Anyway, of us, I’m making my comeback at The Stand’s New Theatre on George Road on Monday, August 22, at midday. Do you fancy it?

After I marketed the gig on my Instagram web page, one Rangers fan mentioned: “I’d relatively amputate my f*****g ears than hearken to Graham Spiers.”

I’ll put him down as a “possibly”…

Lookalike of the week?

Journalist Ruth Wishart and the late, nice Barry Cryer

Uncanny!

My fave humorous pictures of the week

How the newborn comes out if mum spends her whole being pregnant taking selfies.

The most recent Kardashian child?

Appears to be like just like the Glasgow flight arrived...

First week and she or he'll go from blue to white

Guys, is there something worse than kidney stones?

That is a robust leak

Two jumbo jets sharing a joke.

Airplane loopy

A fella from Airdrie at a Stevie Surprise live performance.

Fan-Danabit-Dozy

Household return pet pooch to The Canine’s Belief because it prices an excessive amount of to feed it.

Ruff name

Textual content jokes of the week

● As Covid circumstances rise by 65 per cent, the Authorities is praised for its swift motion to cease individuals mixing on public transport.

● Chris Eubank, above, has been appointed Boris Johnson’s new Ethics Adviser.
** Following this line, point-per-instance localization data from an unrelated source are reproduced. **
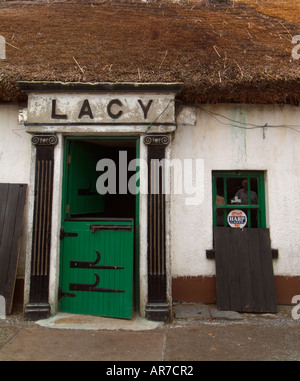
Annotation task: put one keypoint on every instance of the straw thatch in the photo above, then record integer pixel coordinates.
(222, 51)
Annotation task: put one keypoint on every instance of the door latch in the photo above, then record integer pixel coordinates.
(64, 234)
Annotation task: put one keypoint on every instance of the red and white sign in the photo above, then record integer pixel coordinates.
(237, 219)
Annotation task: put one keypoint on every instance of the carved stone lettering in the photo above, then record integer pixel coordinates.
(109, 107)
(54, 115)
(85, 110)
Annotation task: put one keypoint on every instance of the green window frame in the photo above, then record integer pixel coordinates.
(224, 185)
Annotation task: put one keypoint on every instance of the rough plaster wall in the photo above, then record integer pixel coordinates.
(15, 157)
(223, 146)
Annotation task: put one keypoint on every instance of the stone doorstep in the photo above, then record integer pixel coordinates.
(196, 311)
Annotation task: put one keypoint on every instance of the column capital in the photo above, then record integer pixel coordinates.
(44, 139)
(157, 140)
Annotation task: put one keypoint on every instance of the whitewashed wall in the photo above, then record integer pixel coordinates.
(223, 146)
(15, 159)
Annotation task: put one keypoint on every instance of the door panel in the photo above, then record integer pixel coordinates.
(98, 268)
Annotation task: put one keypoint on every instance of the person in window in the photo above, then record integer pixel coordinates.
(242, 194)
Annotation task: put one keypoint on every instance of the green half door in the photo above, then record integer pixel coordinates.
(97, 265)
(97, 240)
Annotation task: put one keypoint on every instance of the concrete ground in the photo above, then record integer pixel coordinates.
(198, 333)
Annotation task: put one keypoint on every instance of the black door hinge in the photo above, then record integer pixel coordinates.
(67, 294)
(64, 234)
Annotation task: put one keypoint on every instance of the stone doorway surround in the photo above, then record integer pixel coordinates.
(56, 110)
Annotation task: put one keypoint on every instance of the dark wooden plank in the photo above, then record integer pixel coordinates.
(244, 270)
(233, 271)
(4, 188)
(222, 242)
(7, 236)
(256, 271)
(241, 245)
(267, 271)
(11, 228)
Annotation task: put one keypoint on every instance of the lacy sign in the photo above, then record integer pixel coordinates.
(101, 109)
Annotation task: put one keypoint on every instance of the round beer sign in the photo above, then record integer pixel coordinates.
(237, 219)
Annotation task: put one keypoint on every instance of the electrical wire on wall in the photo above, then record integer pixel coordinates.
(245, 125)
(231, 122)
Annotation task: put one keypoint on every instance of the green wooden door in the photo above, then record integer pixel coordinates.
(98, 268)
(96, 265)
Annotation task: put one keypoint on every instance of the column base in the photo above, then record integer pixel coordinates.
(37, 311)
(158, 312)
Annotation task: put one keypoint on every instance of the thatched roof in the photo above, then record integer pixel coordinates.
(222, 51)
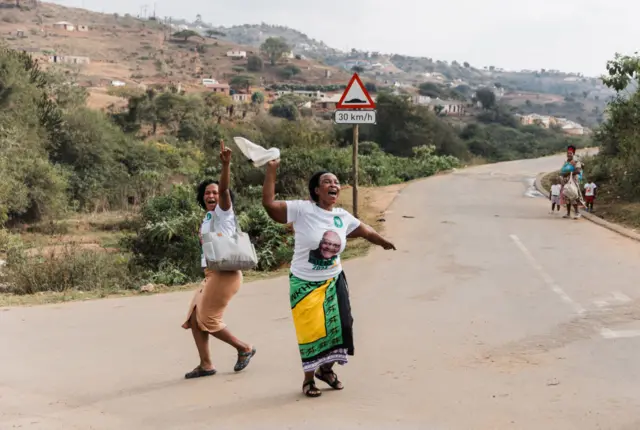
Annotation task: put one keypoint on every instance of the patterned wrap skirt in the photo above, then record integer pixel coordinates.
(322, 317)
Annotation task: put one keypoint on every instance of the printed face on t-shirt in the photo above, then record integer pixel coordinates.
(326, 254)
(330, 244)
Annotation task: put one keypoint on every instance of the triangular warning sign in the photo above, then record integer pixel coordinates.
(355, 96)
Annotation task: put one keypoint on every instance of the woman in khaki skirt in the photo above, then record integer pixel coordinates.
(211, 299)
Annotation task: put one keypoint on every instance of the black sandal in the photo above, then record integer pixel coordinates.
(327, 376)
(199, 372)
(312, 391)
(243, 359)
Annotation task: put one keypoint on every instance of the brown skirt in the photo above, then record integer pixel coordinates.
(211, 299)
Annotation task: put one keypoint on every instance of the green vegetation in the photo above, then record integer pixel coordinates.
(60, 160)
(616, 168)
(274, 48)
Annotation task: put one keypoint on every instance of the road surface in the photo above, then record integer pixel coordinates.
(491, 314)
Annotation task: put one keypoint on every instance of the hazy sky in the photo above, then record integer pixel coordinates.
(569, 35)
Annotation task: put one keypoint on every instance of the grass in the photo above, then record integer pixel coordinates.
(105, 230)
(609, 206)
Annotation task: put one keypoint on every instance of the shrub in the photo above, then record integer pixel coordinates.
(68, 268)
(168, 237)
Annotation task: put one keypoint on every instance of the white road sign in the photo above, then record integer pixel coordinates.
(355, 117)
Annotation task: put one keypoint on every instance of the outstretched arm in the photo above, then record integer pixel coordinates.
(276, 209)
(225, 178)
(369, 234)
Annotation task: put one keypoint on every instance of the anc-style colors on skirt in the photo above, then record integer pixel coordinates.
(322, 317)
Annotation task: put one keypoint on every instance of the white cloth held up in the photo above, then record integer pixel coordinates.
(256, 153)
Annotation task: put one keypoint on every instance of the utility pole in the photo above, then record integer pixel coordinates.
(354, 108)
(356, 133)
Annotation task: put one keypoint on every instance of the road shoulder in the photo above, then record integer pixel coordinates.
(595, 219)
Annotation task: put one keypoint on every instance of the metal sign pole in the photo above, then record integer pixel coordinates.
(356, 130)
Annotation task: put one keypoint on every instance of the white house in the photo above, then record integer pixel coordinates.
(64, 25)
(207, 82)
(237, 54)
(316, 95)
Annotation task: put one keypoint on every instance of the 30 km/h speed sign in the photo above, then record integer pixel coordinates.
(355, 117)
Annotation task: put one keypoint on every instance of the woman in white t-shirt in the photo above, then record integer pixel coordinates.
(318, 289)
(211, 299)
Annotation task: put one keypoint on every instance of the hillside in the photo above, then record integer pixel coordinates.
(547, 92)
(137, 51)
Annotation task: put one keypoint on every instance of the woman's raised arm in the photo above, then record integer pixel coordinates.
(276, 209)
(225, 178)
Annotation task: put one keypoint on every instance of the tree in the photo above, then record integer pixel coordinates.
(257, 98)
(217, 104)
(254, 63)
(274, 48)
(289, 71)
(186, 34)
(429, 89)
(618, 162)
(486, 97)
(242, 82)
(214, 33)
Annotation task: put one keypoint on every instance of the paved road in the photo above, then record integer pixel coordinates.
(492, 314)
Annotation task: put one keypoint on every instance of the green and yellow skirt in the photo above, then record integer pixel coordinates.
(322, 317)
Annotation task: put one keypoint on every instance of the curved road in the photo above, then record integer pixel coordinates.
(492, 314)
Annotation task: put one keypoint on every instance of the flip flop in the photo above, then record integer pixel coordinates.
(199, 372)
(243, 359)
(312, 391)
(324, 375)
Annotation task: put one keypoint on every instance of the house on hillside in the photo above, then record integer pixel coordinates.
(64, 25)
(235, 54)
(317, 95)
(242, 97)
(535, 119)
(219, 88)
(442, 107)
(207, 82)
(68, 59)
(328, 102)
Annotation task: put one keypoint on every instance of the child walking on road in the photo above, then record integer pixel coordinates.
(554, 196)
(589, 195)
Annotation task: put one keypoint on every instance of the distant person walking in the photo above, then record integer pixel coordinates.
(590, 189)
(554, 196)
(210, 300)
(570, 191)
(318, 291)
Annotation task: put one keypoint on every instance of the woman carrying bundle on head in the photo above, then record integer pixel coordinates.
(318, 290)
(210, 300)
(569, 175)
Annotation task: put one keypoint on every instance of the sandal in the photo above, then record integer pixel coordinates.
(329, 377)
(243, 359)
(312, 391)
(199, 372)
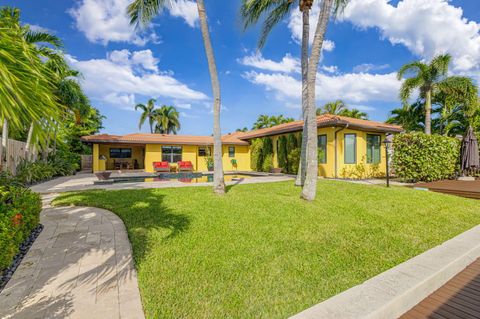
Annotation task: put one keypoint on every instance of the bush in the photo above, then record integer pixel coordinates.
(61, 163)
(421, 157)
(19, 215)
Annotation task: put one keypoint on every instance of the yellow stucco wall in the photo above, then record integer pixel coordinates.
(328, 169)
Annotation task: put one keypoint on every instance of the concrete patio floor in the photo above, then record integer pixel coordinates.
(84, 181)
(80, 266)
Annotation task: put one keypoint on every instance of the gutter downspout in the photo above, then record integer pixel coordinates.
(336, 148)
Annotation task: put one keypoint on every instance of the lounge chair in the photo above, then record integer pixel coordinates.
(161, 167)
(185, 166)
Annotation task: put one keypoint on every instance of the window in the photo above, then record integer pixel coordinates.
(120, 153)
(322, 149)
(373, 149)
(350, 153)
(231, 151)
(171, 154)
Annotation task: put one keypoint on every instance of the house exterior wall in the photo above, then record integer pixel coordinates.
(328, 169)
(146, 155)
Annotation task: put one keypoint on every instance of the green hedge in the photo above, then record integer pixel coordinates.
(19, 215)
(421, 157)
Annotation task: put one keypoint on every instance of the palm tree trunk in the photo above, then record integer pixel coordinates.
(309, 190)
(218, 180)
(300, 180)
(3, 147)
(428, 112)
(28, 148)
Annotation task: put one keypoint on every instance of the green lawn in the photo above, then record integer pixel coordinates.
(261, 252)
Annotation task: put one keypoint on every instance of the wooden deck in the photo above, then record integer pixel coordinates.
(470, 189)
(459, 298)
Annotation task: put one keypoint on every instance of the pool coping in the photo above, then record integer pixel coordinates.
(395, 291)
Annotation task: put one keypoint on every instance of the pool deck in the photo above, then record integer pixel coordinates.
(85, 181)
(469, 189)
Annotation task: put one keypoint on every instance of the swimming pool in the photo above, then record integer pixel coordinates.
(184, 177)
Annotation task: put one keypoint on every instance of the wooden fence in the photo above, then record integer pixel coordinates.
(15, 154)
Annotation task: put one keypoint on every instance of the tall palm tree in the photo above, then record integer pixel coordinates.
(426, 78)
(148, 112)
(21, 69)
(276, 11)
(141, 11)
(335, 107)
(263, 121)
(167, 118)
(356, 114)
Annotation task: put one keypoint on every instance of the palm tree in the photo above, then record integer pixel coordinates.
(328, 7)
(148, 112)
(167, 120)
(357, 114)
(263, 121)
(332, 108)
(142, 12)
(252, 11)
(411, 117)
(427, 78)
(21, 69)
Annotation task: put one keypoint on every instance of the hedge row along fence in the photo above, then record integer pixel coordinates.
(288, 152)
(421, 157)
(19, 215)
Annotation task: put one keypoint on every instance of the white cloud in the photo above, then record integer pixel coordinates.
(123, 75)
(425, 27)
(185, 9)
(330, 69)
(354, 87)
(104, 21)
(367, 67)
(288, 63)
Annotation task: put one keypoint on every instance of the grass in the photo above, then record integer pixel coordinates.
(261, 252)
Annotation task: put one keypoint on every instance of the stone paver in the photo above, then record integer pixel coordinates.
(84, 181)
(80, 266)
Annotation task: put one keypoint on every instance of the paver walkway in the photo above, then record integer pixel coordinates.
(80, 266)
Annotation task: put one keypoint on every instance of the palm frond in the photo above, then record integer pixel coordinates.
(141, 12)
(43, 37)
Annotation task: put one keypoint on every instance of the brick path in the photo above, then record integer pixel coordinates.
(80, 266)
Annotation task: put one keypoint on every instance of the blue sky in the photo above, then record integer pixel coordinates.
(365, 47)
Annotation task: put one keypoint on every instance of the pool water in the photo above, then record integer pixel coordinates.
(181, 177)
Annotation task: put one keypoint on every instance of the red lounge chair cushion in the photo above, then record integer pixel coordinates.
(185, 164)
(160, 164)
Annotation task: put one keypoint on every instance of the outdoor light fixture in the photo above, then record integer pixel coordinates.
(387, 143)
The previous boxer says that he used to reside in Ethics, however has now moved to Thuthex…

● My automotive simply ran out of petrol. My insurance coverage firm has deemed it a write-off.

● My neighbours have complained about me groaning too loudly when having intercourse within the morning. If solely they knew I’m simply making an attempt to place my socks on.

● I misplaced a superb good friend and consuming buddy final Saturday in a tragic accident. He obtained his finger caught in a marriage ring.

● I used to be rubbing an outdated lamp when a genie popped out and granted me a want. I requested him to make me irresistible to all girls. The b****** turned me right into a pair of footwear.

● Porn offers younger individuals an unrealistic and unhealthy thought of how rapidly a plumber will come to your home.

● Right here’s my tackle highschool reunions: if I haven’t contacted you within the final 20 years, there’s most likely a cause.

● Went into the library yesterday and requested for a e-book on cliffhangers. And the librarian mentioned…

College meal plan is pie within the sky

Youngsters on the distant Lochnell Major College in Benderloch, Argyll, are set to get college dinners delivered by drone.

Sounds thrilling, eh? Think about one thing like that occuring when YOU have been in school!

However hold on a minute. In a rustic the place they’ll swipe a fish supper clear out of your fingers, absolutely a flying drone full of meals might be an easy goal for any self-respecting seagull?

Additionally, given the price of dwelling disaster and all of the foodbanks in Scotland, I feel punters with rocket launchers can even pose a significant risk.

Nah, I feel this feels like pie within the sky…

PS. Within the occasion of a drone malfunction, consider the huge ecological harm college custard would unleash if it fell into the ocean!